OK, am getting deeper into the online plans for the 2x4 lap steel, and reading closely, it's a 23" scale, but later down the page Shane starts talking about the nut at 26". I thought scale length is bridge to nut.
So what is it? 23" or 26"? I built mine to 23".
the 26" he is referring to is the 2x4 butt end. Measure from there will get you the 23" scale. You have to go to page 114 to understand this 1 1/2" to string feeds, 3" to bridge location and 26" to the location of the nut. Latter on page 118 He refers to the 23" scale to find the fret layout using the 26" starting point.
Yes, 26” from the butt end, you’re fine?
@ Myron and Brian...
Ok, my butt is fine.
So, 26" from butt is nut location, then frets are from the nut, and not additive, all measured from the nut, right?
BTW, I'm using metric for fret location. Much easier than figuring inch decimal fractions....
Yes that's correct.
Just as I thought. When I read it this morning I had a panic moment...
OK, Change of subject.
I need advice....., no, I need to be told how to build a baritone.My calculations, based on my first 2x4 build, stretched to a 39-40" body and a scale in the neighborhood of 30".
See, I'm just throwing numbers together without knowing what i'm doing. My plan is for the butt end to remain the same (probably), and the stretch go in the headstock end.
Also, if you want to hear the sound and key I'm shooting for, listen to the intro for Pink Floyds "Sorrow" Live (I know it's not a steel), and "One Of These Days".

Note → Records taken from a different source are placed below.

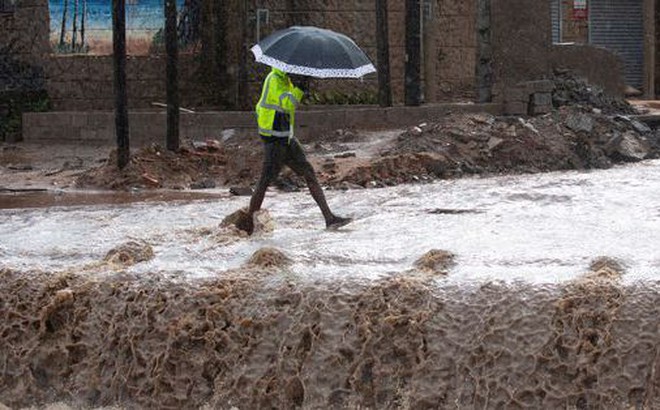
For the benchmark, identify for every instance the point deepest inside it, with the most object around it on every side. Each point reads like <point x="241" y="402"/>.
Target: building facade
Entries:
<point x="520" y="36"/>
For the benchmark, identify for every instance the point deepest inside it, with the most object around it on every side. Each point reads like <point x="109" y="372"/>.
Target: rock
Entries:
<point x="261" y="221"/>
<point x="241" y="191"/>
<point x="494" y="142"/>
<point x="436" y="261"/>
<point x="203" y="184"/>
<point x="580" y="122"/>
<point x="640" y="127"/>
<point x="632" y="148"/>
<point x="637" y="125"/>
<point x="130" y="253"/>
<point x="269" y="257"/>
<point x="605" y="267"/>
<point x="345" y="186"/>
<point x="345" y="155"/>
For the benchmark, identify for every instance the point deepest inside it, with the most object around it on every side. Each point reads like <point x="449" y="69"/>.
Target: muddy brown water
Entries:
<point x="46" y="198"/>
<point x="249" y="341"/>
<point x="343" y="319"/>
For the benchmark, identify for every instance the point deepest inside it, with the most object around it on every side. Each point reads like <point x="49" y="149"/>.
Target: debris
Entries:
<point x="268" y="258"/>
<point x="494" y="142"/>
<point x="150" y="180"/>
<point x="579" y="122"/>
<point x="436" y="261"/>
<point x="130" y="253"/>
<point x="241" y="191"/>
<point x="203" y="184"/>
<point x="346" y="155"/>
<point x="632" y="148"/>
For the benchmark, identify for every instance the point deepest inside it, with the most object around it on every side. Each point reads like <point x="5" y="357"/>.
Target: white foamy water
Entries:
<point x="537" y="228"/>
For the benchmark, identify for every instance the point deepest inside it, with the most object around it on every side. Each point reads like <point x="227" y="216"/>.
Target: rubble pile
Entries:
<point x="572" y="90"/>
<point x="571" y="137"/>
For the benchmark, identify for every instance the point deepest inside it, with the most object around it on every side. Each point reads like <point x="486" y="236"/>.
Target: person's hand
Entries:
<point x="300" y="81"/>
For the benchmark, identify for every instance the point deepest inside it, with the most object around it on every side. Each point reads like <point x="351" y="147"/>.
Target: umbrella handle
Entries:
<point x="292" y="125"/>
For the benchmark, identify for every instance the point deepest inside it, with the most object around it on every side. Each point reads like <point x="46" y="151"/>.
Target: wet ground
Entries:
<point x="536" y="228"/>
<point x="469" y="293"/>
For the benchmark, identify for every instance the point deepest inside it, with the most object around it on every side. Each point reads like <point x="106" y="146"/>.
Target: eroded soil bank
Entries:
<point x="256" y="338"/>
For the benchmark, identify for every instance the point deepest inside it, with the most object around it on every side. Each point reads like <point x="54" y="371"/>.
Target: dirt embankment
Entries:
<point x="248" y="340"/>
<point x="571" y="137"/>
<point x="587" y="129"/>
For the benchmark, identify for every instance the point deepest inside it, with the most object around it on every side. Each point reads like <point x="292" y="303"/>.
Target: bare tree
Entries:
<point x="119" y="63"/>
<point x="172" y="49"/>
<point x="383" y="46"/>
<point x="75" y="27"/>
<point x="413" y="91"/>
<point x="82" y="24"/>
<point x="65" y="9"/>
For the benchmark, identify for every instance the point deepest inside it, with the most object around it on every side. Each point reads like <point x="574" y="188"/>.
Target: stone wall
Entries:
<point x="77" y="82"/>
<point x="97" y="128"/>
<point x="452" y="50"/>
<point x="80" y="82"/>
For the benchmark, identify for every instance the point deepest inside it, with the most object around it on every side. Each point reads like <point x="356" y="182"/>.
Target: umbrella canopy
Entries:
<point x="313" y="52"/>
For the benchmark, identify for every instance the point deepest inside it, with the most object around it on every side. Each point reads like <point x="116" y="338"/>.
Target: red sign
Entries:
<point x="580" y="10"/>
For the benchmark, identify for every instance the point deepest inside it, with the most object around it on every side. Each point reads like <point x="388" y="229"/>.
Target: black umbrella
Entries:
<point x="313" y="52"/>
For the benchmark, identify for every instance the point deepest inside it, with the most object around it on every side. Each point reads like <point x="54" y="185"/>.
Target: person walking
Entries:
<point x="276" y="121"/>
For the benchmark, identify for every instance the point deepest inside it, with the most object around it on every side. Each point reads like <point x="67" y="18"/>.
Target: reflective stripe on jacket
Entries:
<point x="277" y="106"/>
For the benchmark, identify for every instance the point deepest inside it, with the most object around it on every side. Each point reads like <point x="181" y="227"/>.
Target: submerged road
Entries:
<point x="541" y="228"/>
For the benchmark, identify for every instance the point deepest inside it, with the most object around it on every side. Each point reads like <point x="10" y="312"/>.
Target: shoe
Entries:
<point x="338" y="222"/>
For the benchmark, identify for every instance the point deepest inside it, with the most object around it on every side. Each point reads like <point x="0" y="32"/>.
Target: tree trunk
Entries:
<point x="65" y="9"/>
<point x="383" y="46"/>
<point x="243" y="97"/>
<point x="413" y="92"/>
<point x="172" y="49"/>
<point x="484" y="70"/>
<point x="75" y="27"/>
<point x="119" y="63"/>
<point x="82" y="24"/>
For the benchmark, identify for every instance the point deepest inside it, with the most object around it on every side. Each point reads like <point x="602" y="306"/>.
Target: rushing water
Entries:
<point x="537" y="228"/>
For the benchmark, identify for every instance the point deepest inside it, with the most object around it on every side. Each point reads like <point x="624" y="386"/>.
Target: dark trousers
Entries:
<point x="277" y="153"/>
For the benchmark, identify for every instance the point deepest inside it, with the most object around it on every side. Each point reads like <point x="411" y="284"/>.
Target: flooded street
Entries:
<point x="516" y="323"/>
<point x="537" y="228"/>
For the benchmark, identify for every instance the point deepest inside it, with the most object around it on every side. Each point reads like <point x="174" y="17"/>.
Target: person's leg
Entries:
<point x="297" y="161"/>
<point x="272" y="165"/>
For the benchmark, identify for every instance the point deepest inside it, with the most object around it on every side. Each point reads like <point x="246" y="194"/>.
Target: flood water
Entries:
<point x="540" y="228"/>
<point x="348" y="324"/>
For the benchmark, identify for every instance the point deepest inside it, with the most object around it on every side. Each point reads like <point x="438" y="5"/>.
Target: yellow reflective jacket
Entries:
<point x="277" y="106"/>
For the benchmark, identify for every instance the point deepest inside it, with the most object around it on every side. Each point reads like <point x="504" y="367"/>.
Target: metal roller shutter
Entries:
<point x="618" y="25"/>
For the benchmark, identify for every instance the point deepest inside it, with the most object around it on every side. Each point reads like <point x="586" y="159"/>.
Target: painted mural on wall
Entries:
<point x="85" y="26"/>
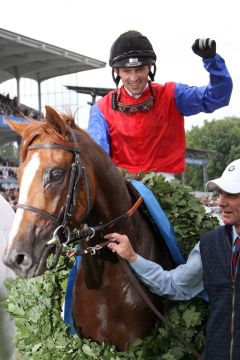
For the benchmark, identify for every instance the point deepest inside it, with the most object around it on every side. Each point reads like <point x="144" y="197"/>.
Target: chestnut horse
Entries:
<point x="67" y="180"/>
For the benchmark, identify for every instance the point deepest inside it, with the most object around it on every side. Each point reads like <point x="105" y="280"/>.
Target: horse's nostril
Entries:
<point x="23" y="261"/>
<point x="19" y="259"/>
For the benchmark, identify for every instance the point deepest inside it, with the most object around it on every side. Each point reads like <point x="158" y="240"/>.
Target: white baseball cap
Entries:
<point x="229" y="181"/>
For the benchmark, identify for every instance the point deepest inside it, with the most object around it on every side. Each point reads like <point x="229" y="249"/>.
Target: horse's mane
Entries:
<point x="41" y="128"/>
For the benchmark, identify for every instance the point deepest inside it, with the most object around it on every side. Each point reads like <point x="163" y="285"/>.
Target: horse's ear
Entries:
<point x="18" y="127"/>
<point x="54" y="120"/>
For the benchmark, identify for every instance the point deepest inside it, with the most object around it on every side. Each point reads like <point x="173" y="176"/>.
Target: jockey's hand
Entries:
<point x="122" y="246"/>
<point x="206" y="48"/>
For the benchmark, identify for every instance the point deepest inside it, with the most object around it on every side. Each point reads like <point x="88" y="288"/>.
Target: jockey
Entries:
<point x="141" y="124"/>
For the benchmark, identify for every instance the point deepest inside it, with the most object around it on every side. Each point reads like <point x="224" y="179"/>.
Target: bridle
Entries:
<point x="78" y="172"/>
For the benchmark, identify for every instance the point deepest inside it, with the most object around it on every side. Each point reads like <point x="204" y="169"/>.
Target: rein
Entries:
<point x="78" y="172"/>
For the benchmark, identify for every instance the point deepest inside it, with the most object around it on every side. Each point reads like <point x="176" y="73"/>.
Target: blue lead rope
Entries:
<point x="166" y="230"/>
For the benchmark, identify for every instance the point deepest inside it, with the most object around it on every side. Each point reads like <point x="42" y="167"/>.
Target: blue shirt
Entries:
<point x="182" y="283"/>
<point x="190" y="100"/>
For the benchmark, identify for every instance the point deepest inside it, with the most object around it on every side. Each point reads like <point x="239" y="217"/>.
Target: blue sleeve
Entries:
<point x="182" y="283"/>
<point x="98" y="128"/>
<point x="191" y="100"/>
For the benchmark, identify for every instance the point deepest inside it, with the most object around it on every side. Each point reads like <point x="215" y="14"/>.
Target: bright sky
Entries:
<point x="90" y="27"/>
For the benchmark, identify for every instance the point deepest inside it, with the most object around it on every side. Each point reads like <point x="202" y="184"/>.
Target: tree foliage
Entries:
<point x="220" y="136"/>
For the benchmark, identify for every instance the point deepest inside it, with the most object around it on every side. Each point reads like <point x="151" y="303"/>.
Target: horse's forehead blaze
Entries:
<point x="28" y="174"/>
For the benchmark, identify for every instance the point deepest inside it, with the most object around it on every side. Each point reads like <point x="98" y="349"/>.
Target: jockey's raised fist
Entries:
<point x="205" y="48"/>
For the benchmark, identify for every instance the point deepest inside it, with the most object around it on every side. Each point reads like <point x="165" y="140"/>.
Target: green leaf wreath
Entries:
<point x="36" y="304"/>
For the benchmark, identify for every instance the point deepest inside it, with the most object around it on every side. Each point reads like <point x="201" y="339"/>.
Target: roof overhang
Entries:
<point x="22" y="56"/>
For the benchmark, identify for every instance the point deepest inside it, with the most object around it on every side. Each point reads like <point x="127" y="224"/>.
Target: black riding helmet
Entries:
<point x="132" y="49"/>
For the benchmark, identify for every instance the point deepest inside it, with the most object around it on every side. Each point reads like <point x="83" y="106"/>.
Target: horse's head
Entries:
<point x="50" y="171"/>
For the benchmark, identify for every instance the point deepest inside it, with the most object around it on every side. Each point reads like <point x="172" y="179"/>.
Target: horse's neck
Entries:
<point x="112" y="198"/>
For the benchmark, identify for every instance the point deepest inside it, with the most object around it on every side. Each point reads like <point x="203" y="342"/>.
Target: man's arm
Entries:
<point x="98" y="128"/>
<point x="191" y="100"/>
<point x="181" y="283"/>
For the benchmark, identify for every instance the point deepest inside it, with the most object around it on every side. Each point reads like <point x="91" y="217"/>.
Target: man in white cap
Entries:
<point x="212" y="265"/>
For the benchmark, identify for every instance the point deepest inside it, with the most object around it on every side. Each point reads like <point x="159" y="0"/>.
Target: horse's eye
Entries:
<point x="57" y="175"/>
<point x="53" y="175"/>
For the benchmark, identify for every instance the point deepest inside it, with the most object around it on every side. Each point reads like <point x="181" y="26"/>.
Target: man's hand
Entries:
<point x="206" y="48"/>
<point x="121" y="245"/>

Yes, you can keep the tail the same dimensions, you’ll just have to adjust for it at the head end? Quick question, have you done any research about baritones? Answer about sound & key? The sound is a big muff & some layered modulation effects, I’m sure you can easily find the specs over at gilmourish? the key is Em, but the only thing that’s gonna make you sound like him is lots of practice & skill, took me a minute to get there myself, luckily I had a good friend who shared his playing talents with me?
-It's not so much that I want to be as good as Gilmour (well, as a 'wish' I do), but I just love that roaring growling guitar. I will check out that site.
Hey James. One thing to keep in mind is that there really aren't any rules for CBGs. Most lap steels are 23" scales with 6 strings, but so what? If you want you're to have a 24" scale or a 22" scale or 5 strings or 7 strings... go for it. There's no reason you can't do it.
I know you are still learning and ultimately you were asking about a measuring calculation, but just saying... there's nothing wrong with following the rules, but at the same time, many builders are constantly thinking outside the [cigar] box. You'll learn more from your mistakes than your successes so don't be afraid to try something new. :)
The only rules I'm for sure following are the string and scale/fretting rules. I'm trying to avoid making really nice firewood.
Want an example of rule-breaking? These are ideas not yet executed, but are in my bag of tricks:
1. Fret markers of colored weed-wacker line, set like frets (in slots) but flush with the surface, or the solid copper ground wire out of Romex for fret markers.
2. A luggage handle.
3. A cup holder.
4. A magnetically mounted ashtray.
As well as the building process being a big part of the payoff for me, some of it is also about the punchline...
Forgot one. Some sort of inlay of either a ship's (BB-61, Battleship Iowa) challenge coin, or some hard rust scale artifact.